16 July 2011

Nope, I'm not going to 'play' that way

Sometimes, you have to let the sun set.
Whoever said "Life isn't fair" sure wasn't lying.  That person should have quickly followed up with something along the lines of how much it stinks to be a grown up.  Currently, I want to throw myself on the ground and have a full blown temper fit but I can't - I've surpassed the age limit apparently.  Internally though, oh yeah I've gone there.

Guilt is a horrible weapon and one I don't use.  There are those who would say that I am insusceptible to guilt's power... those few would be wrong.  I work hard to not allow that type of passive aggressive manipulation to have it's hold on me but to say that I am immune to it is not true in the least.  It works on me and manages to make me feel horrible, the end result being that those people who attempt to manipulate me with it usually get their way.  It's a false victory but a victory for them all the same.
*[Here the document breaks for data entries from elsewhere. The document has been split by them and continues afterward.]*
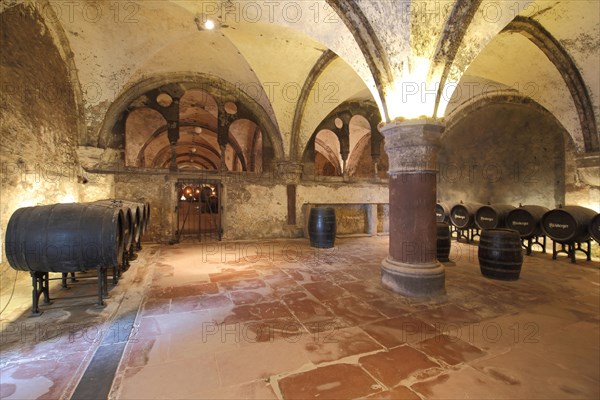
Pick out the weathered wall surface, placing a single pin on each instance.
(254, 207)
(504, 153)
(38, 126)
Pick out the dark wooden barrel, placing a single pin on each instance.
(492, 216)
(526, 220)
(500, 254)
(595, 228)
(322, 227)
(130, 220)
(462, 215)
(568, 224)
(137, 211)
(442, 212)
(65, 238)
(146, 217)
(443, 242)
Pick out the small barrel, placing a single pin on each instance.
(442, 212)
(443, 242)
(500, 254)
(322, 227)
(462, 215)
(526, 220)
(492, 216)
(65, 238)
(130, 219)
(568, 224)
(595, 228)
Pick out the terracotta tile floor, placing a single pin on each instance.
(280, 320)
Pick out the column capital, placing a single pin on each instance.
(412, 145)
(289, 171)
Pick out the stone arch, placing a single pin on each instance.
(114, 117)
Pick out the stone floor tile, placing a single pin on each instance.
(199, 303)
(465, 383)
(398, 393)
(257, 312)
(233, 275)
(533, 377)
(339, 344)
(185, 378)
(352, 310)
(259, 361)
(447, 314)
(243, 284)
(449, 349)
(337, 381)
(253, 390)
(306, 308)
(400, 330)
(325, 290)
(394, 366)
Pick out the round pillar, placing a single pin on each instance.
(411, 268)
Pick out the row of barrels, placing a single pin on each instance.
(565, 224)
(75, 237)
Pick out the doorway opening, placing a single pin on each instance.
(199, 210)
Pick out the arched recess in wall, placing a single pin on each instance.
(347, 142)
(176, 85)
(503, 149)
(202, 142)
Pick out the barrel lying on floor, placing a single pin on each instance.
(68, 238)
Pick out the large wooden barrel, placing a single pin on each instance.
(442, 212)
(526, 220)
(65, 238)
(130, 220)
(322, 227)
(443, 242)
(492, 216)
(568, 224)
(500, 254)
(595, 228)
(462, 215)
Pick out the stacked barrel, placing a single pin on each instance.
(569, 227)
(70, 238)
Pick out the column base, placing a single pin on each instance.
(413, 280)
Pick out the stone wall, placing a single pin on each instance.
(504, 153)
(39, 123)
(254, 206)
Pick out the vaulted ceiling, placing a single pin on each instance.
(298, 60)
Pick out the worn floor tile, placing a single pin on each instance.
(393, 366)
(338, 381)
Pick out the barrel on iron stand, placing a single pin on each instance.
(443, 242)
(526, 220)
(322, 227)
(492, 216)
(595, 228)
(500, 254)
(568, 224)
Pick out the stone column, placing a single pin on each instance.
(411, 268)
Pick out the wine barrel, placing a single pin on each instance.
(443, 242)
(526, 220)
(500, 254)
(130, 220)
(568, 224)
(65, 238)
(146, 217)
(595, 228)
(137, 211)
(462, 215)
(442, 212)
(322, 227)
(492, 216)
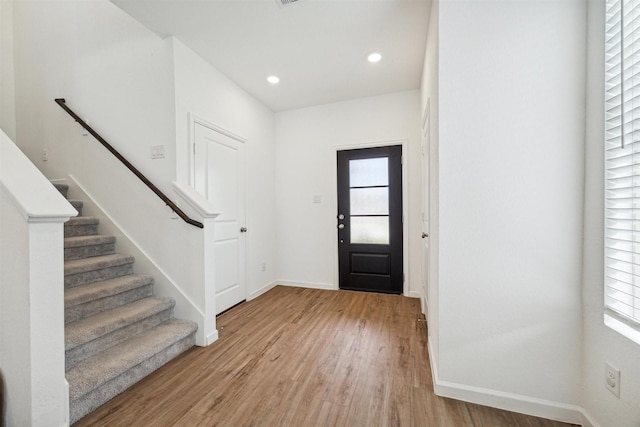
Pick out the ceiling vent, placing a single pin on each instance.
(285, 3)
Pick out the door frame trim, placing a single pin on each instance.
(193, 120)
(405, 205)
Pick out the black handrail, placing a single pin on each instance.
(136, 172)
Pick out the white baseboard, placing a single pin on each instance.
(509, 401)
(310, 285)
(414, 294)
(211, 338)
(262, 290)
(587, 420)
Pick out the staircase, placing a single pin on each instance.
(116, 331)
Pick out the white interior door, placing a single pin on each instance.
(425, 211)
(219, 174)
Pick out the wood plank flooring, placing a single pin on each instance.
(303, 357)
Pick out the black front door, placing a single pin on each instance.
(370, 219)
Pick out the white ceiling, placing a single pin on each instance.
(318, 48)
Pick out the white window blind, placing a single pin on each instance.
(622, 159)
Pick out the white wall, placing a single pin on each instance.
(136, 88)
(307, 140)
(7, 97)
(203, 91)
(601, 344)
(430, 110)
(511, 132)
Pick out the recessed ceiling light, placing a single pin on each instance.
(374, 57)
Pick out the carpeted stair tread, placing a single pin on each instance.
(91, 328)
(115, 361)
(96, 239)
(96, 263)
(106, 288)
(81, 220)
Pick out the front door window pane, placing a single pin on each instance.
(370, 230)
(369, 172)
(370, 201)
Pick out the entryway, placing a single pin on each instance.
(370, 219)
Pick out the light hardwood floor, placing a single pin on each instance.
(302, 357)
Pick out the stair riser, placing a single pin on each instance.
(89, 251)
(91, 348)
(90, 308)
(80, 230)
(85, 404)
(92, 276)
(77, 206)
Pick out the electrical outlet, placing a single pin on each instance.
(612, 379)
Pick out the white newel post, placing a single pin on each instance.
(32, 360)
(205, 213)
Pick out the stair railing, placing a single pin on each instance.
(62, 103)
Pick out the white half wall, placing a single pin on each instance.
(510, 158)
(601, 344)
(307, 142)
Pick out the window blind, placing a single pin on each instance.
(622, 159)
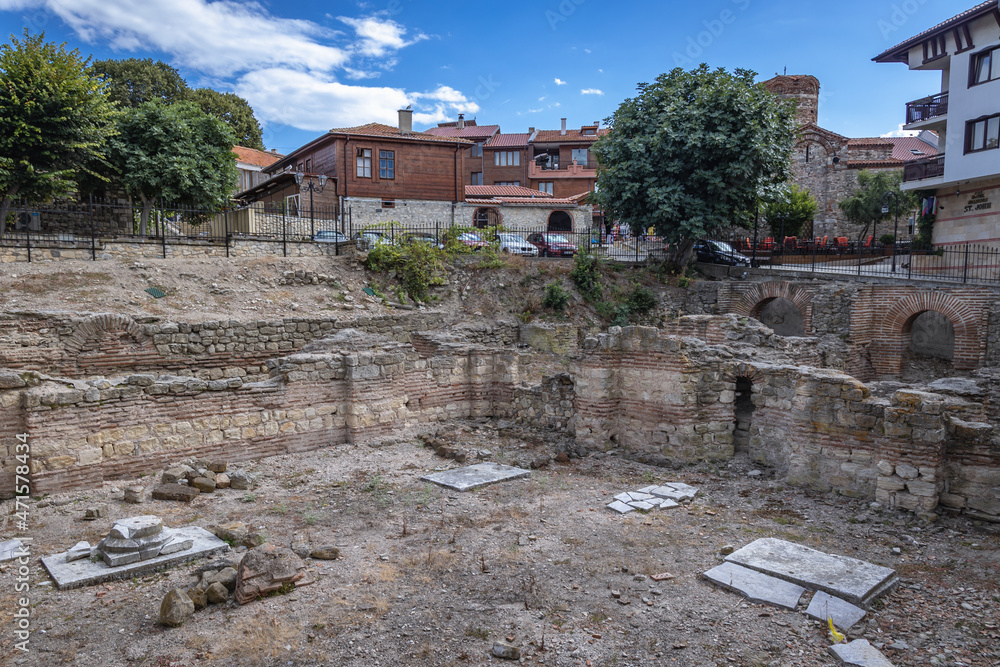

As of today, I am refusing to give in to guilt.  If someone wants to play that card, they can count me out.  Verbal, non verbal, aggressive or passive aggressive - I want none of it.  I don't care if you a dear friend or a loving relative.  I will not play your game.  I don't guilt anyone because if that is the only means to an end, I would rather go without.  I would prefer that someone would like to do something, instead of feeling obligated to do something.  I hold nothing over anyone's head - or give the impression of such goings on. 

Do or do not... it's that simple.  Guilt has no place here.